Konteineris gali būti vykdomas taip.
$ docker run -ti --rm -p 8443:8443 registry.git.nitrokey.com/distribution/nethsm:latest
$ podman run -ti --rm -p 8443:8443 registry.git.nitrokey.com/distribution/nethsm:latest
Tai paleis NetHSM kaip „Unix“ procesą konteinerio viduje ir atskleis REST API per HTTPS protokolą prievado 8443 adresu.
Svarbu
Konteineryje naudojamas savarankiškai pasirašytas TLS sertifikatas. Norėdami užmegzti ryšį, įsitikinkite, kad naudojate tinkamus ryšio nustatymus. Norėdami sužinoti daugiau, žr. skyrių NetHSM įvadas.
Unikernel Mode#
You can obtain a provided compose file here. Make sure you have the necessary files for the secrets, mentioned in the compose file, available.

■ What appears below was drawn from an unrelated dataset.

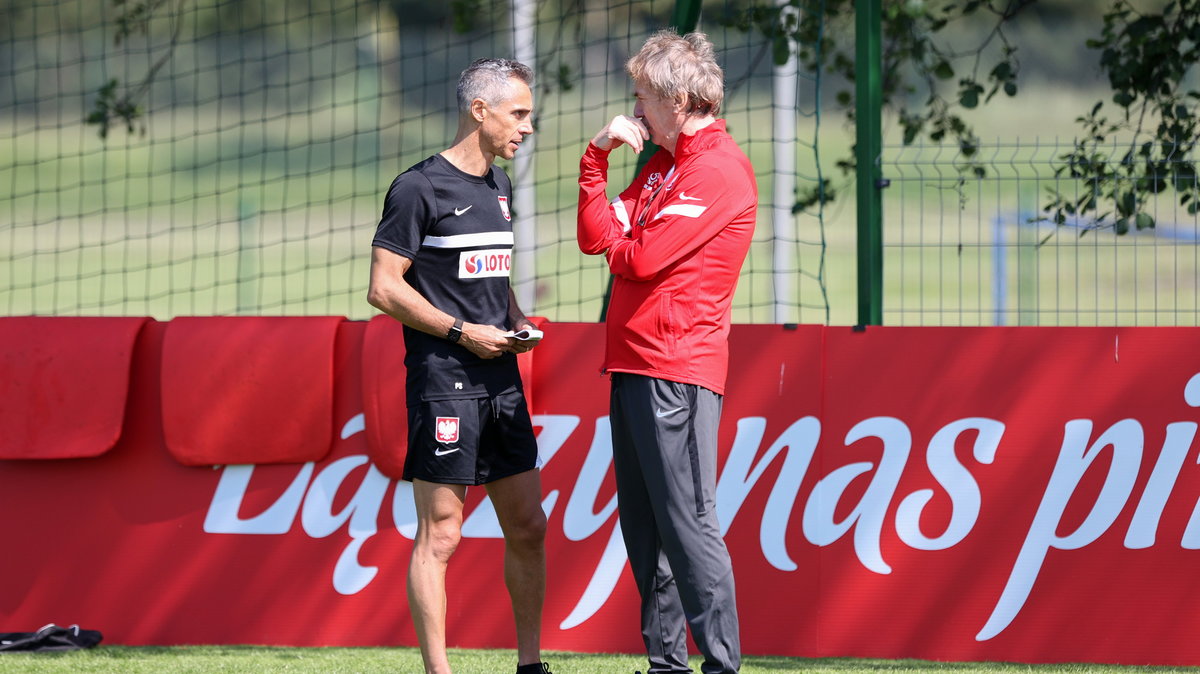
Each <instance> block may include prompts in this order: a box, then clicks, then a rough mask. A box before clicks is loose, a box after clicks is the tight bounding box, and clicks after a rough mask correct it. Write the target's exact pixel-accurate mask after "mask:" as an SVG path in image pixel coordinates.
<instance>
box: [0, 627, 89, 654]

To run the container without the compose file you need to provide an external etcd yourself. Here you find the recommended container image for etcd. Make sure to pass the configuration options, as described in chapter Configuration.
Konteineris gali būti vykdomas taip.
$ docker run -ti --rm -p 8443:8443 --device /dev/net/tun --device /dev/kvm --cap-add=NET_ADMIN -e "MODE=unikernel" registry.git.nitrokey.com/distribution/nethsm:latest
$ podman run -ti --rm -p 8443:8443 --device /dev/net/tun --device /dev/kvm --cap-add=NET_ADMIN -e "MODE=unikernel" registry.git.nitrokey.com/distribution/nethsm:latest
Tai leis paleisti NetHSM kaip unikernelį KVM virtualioje mašinoje. Konteineris atskleis REST API per HTTPS protokolą sąsajoje tap200 su IP adresu 192.168.1.100 ir prievadu 8443.
Svarbu
Konteineryje naudojamas savarankiškai pasirašytas TLS sertifikatas. Norėdami užmegzti ryšį, įsitikinkite, kad naudojate tinkamus ryšio nustatymus. Norėdami sužinoti daugiau, žr. skyrių NetHSM įvadas.